Heute wird eine Melkbarkeit nur noch von den Stierenmüttern und Müttern von KB-Stieren der Rassen Simmental und Swiss Fleckvieh verlangt. Bei den Rassen Holstein, Red Holstein, Brown Swiss und OB verzichtet man schon seit längerem darauf. Sind dann hunderte Töchter von ihnen im Umlauf, ist der Schaden angerichtet. Bei Braunvieh Schweiz wird die Melkbarkeit jährlich bei gut 100 Kühen, fast ausschliesslich OB-Tiere, noch gemacht. «Wir haben in den letzten Jahren eine stabile Anzahl, sicher keine Zunahme bei den MBK-Prüfungen», sagt Martin Rust: Und: «Ich beurteile es heute auch als schwierig, eine Kuh am Tag X mit einer fremden Melkmaschine zu messen – dies wird in vielen Fällen nicht aussagekräftig sein», sagt der Fachbereichsleiter. Mit der Erfassung über die LBE (lineare Beschreibung und Einstufung) erreiche Braunvieh Schweiz eine gute Datenqualität, zumal bei BS und OB ein sehr grosser Anteil der Erstlaktierenden linear beschrieben werden. Letztes Jahr wurden bei Swissherdbook noch 7752 Melkbarkeitsprüfungen durchgeführt. «Die Anzahl Prüfungen ist seit Jahren leicht rückläufig (zirka –2% pro Jahr)», hält Matthias Schelling fest. «Wir hoffen, in Zukunft mit dem automatischen Datenaustausch mit Robotern und Melkständen zusätzliche Daten zu bekommen», führt er aus. Schelling ist sich bewusst, dass es heute auf dem Genetikmarkt einige extreme Vererber (langsam/schnell) angeboten werden, was auf Stufe Einzeltier zu extremen Phänotypen führen könne. «Hier ist es aber Sache der Züchter, diese Vererber gezielt und korrekt anzupaaren», sagt Schelling.

Und die Genomstiere?

«Von den vielen Genomstieren, die wir heute einsetzen, wissen wir nichts von der Melkbarkeit der Mutter oder Grossmutter», sagt Bauer Meier.

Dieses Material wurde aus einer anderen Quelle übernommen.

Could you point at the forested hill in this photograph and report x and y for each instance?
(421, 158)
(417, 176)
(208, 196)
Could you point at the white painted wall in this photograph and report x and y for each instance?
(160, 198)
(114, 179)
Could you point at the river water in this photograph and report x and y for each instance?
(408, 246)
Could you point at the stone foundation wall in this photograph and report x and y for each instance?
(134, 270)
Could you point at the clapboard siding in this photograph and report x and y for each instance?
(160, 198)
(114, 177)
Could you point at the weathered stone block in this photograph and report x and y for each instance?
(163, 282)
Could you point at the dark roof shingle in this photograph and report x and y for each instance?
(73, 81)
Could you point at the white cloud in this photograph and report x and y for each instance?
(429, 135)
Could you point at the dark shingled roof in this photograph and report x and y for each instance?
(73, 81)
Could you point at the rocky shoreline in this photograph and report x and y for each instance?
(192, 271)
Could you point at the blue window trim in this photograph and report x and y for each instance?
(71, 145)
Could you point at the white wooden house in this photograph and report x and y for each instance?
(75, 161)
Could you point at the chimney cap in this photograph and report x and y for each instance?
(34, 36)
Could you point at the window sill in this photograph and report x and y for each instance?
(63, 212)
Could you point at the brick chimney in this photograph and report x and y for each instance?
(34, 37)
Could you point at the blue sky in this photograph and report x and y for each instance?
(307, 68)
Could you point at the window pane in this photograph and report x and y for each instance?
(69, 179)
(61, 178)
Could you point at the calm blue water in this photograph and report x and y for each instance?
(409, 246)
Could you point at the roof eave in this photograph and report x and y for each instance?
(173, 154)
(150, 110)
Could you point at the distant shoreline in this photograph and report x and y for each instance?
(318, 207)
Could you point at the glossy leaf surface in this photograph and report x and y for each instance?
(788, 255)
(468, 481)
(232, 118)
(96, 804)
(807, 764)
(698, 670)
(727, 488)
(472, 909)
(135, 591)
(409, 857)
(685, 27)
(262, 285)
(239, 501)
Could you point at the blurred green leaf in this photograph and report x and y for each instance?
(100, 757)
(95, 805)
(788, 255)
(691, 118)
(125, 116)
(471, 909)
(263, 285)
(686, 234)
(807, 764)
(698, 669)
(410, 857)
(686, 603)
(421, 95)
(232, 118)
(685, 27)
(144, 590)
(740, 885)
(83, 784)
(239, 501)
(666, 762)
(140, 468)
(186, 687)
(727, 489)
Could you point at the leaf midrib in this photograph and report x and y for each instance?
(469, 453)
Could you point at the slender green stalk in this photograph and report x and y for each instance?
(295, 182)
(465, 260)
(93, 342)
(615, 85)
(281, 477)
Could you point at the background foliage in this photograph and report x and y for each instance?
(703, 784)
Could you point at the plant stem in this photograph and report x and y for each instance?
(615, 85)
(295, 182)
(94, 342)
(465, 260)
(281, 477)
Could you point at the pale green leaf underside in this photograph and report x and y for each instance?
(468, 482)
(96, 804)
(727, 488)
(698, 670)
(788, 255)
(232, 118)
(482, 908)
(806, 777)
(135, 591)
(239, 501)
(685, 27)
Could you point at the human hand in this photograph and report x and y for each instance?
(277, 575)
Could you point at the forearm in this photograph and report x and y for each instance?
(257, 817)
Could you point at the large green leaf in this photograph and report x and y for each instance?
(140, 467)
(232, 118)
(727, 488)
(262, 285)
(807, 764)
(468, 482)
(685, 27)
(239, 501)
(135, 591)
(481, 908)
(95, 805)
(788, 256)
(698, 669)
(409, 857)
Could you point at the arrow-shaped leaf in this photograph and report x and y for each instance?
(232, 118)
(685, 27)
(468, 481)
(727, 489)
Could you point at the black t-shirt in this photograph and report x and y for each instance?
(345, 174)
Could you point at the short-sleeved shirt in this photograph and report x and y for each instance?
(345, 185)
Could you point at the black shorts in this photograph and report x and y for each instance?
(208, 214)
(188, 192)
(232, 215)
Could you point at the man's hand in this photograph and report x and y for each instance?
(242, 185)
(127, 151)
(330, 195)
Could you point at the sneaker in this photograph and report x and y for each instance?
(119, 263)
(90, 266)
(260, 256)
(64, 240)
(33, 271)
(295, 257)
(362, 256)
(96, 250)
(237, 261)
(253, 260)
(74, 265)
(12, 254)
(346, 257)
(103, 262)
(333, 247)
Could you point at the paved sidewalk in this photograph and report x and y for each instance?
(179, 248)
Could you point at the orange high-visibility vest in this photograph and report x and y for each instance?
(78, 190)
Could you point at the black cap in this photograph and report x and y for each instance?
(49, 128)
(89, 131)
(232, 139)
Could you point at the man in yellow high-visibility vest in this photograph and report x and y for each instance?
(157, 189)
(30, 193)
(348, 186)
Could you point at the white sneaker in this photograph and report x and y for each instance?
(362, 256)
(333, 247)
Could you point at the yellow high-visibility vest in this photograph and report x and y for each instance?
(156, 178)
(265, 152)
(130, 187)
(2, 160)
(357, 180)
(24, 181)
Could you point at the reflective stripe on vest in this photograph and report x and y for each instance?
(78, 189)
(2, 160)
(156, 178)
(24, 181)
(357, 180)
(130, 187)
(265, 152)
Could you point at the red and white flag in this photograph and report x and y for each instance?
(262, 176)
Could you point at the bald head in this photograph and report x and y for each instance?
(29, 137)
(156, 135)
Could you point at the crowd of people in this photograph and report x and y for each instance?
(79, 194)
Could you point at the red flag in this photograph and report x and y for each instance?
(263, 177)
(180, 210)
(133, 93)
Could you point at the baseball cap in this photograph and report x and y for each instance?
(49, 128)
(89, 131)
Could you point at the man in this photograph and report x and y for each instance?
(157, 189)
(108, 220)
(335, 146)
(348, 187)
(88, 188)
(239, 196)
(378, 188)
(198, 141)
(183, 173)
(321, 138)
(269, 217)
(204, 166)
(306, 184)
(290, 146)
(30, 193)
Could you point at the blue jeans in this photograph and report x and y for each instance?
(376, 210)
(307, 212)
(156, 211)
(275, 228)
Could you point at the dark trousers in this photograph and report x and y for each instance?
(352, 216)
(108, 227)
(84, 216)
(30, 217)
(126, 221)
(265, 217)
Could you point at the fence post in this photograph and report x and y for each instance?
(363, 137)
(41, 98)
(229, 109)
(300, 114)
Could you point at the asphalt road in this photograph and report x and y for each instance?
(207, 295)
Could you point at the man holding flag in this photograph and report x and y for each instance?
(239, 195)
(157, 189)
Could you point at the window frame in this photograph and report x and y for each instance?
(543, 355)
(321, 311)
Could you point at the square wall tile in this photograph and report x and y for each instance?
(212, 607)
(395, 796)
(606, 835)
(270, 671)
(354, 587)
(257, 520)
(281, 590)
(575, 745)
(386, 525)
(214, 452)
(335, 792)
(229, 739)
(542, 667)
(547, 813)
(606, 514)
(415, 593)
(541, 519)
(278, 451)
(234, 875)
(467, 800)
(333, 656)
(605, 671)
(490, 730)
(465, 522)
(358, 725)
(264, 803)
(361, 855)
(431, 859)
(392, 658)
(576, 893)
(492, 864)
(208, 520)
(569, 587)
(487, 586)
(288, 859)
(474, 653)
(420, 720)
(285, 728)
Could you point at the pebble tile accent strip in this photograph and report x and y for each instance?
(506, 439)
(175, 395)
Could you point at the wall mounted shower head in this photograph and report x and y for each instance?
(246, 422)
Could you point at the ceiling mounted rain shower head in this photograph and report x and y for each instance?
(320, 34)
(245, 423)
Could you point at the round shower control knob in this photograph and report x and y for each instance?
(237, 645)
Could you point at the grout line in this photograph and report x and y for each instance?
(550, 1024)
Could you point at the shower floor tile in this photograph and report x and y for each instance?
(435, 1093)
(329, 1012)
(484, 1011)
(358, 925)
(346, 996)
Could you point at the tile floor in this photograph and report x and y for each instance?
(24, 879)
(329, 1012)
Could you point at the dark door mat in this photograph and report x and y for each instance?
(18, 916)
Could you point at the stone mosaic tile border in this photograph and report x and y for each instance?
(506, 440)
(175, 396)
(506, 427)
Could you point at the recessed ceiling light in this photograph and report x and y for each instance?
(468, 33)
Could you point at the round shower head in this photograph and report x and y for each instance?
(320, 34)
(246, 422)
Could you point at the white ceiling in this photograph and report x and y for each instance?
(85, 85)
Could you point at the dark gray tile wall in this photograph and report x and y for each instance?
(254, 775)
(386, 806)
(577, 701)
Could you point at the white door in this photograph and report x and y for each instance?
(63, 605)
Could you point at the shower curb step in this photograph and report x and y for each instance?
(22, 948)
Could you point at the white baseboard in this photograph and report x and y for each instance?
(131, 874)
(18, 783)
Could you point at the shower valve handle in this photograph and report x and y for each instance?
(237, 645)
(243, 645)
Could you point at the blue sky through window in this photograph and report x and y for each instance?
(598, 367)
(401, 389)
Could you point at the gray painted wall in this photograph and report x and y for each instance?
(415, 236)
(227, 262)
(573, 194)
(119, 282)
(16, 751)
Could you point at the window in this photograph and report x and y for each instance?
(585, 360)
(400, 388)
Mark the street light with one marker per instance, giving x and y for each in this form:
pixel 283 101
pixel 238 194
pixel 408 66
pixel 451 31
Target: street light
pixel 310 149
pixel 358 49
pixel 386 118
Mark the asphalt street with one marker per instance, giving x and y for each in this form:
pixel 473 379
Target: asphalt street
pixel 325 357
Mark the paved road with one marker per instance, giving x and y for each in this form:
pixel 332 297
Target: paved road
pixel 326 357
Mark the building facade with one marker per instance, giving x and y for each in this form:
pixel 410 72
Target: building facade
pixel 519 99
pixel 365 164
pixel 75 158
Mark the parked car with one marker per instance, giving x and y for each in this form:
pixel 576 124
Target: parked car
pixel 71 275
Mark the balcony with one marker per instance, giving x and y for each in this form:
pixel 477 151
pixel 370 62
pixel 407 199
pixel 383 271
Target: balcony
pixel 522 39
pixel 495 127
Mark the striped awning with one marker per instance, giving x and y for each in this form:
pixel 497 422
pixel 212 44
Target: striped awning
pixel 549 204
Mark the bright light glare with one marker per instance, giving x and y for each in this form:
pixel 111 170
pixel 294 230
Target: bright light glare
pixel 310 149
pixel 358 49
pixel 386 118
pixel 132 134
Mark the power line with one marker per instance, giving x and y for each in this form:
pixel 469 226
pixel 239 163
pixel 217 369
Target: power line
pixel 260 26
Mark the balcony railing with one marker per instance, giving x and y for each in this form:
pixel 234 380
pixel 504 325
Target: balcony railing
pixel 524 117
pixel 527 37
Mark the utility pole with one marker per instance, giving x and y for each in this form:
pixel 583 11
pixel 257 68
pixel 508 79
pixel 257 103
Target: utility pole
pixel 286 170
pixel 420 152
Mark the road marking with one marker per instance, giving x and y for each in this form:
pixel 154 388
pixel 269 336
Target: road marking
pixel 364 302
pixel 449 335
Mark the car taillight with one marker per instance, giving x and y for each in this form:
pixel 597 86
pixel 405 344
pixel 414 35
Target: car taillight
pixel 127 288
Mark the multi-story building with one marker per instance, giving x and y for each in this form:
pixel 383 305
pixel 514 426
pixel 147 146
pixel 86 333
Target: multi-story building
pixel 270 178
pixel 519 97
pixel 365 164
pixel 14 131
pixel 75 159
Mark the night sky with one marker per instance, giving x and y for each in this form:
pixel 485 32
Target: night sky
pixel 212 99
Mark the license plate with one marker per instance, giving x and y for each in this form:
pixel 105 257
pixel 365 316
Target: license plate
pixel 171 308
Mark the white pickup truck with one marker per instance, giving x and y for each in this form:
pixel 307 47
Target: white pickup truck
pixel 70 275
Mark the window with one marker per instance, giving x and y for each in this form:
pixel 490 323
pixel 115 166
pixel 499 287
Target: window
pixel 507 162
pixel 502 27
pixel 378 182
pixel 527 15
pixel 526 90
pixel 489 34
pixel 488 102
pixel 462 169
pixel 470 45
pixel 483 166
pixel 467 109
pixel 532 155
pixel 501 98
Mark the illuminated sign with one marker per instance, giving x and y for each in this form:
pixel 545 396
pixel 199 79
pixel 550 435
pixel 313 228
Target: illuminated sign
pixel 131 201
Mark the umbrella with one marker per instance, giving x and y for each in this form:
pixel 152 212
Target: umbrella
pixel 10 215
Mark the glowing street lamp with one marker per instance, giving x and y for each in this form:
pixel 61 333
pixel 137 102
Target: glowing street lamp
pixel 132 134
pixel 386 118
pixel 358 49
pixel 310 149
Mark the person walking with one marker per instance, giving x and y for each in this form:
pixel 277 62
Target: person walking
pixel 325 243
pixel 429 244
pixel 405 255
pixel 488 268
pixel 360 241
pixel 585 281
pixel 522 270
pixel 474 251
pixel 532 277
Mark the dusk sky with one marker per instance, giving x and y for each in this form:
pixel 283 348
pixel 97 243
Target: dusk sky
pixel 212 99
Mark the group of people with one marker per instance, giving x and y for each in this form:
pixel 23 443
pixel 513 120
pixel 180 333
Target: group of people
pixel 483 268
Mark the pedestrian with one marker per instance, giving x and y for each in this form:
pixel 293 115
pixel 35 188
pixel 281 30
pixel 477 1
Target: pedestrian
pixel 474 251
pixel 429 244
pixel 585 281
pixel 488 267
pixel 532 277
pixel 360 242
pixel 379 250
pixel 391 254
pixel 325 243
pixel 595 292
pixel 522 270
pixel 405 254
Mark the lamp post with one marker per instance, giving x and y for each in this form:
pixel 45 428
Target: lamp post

Der Zuchtwert Milchfluss gebe hier nur «provisorische» Zahlen. «Ich habe seinerzeit Genomstiere eingesetzt, die einen guten Milchfluss-Zuchtwert hatten, mit ihren ersten gekalbten Töchtern sackten diese massiv ab», ärgert sich der Züchter. Es gebe heute sogar Stiere, welche einen Milchfluss-Zuchtwert von weit unter 80 (100 ist der Durchschnitt) hätten. Dazu komme, dass heute viele Spitzenstiere wie Doormann, Shottle, Luzius oder Windbrook wie auch die BS-Stiere Fantastic und Big Boy eine schlechte Melkbarkeit vererben und trotzdem massiv eingesetzt wurden oder werden. «Viele Stiere geben dies an ihre Söhne und Töchter weiter», ist Bauer Meier überzeugt. In bester Erinnerung bleibe ihm diesbezüglich auch noch das Rudolph-Blut, welches die schlechte Eigenschaft von der Rudolph-Mutter Mattador Rachaele mit auf den Weg bekam. «Der Stier Mattador war punkto Melkbarkeit ein Verbrecher», hält Meier fest. Punkto Melkbarkeit sehen die Verbände in Zukunft keinen Handlungsbedarf. «Wir erfassen den Milchfluss seit vielen Jahren über die LBE und planen diesbezüglich keine Änderung», sagt Martin Rust. Stierenmütter müssen folglich auch nicht MBK-geprüft sein. Seit gut einem Jahr wird via LBE auch das Merkmal «Temperament beim Melken» erfasst. Hier werde mittelfristig die Einführung eines Zuchtwerts geplant. «Viel wichtiger als der Milchfluss erscheint mir der Faktor ‹easy handling›, insbesondere in Roboterbetrieben. Hier planen wir, neue Werkzeuge für die Züchter einzuführen», hält er fest.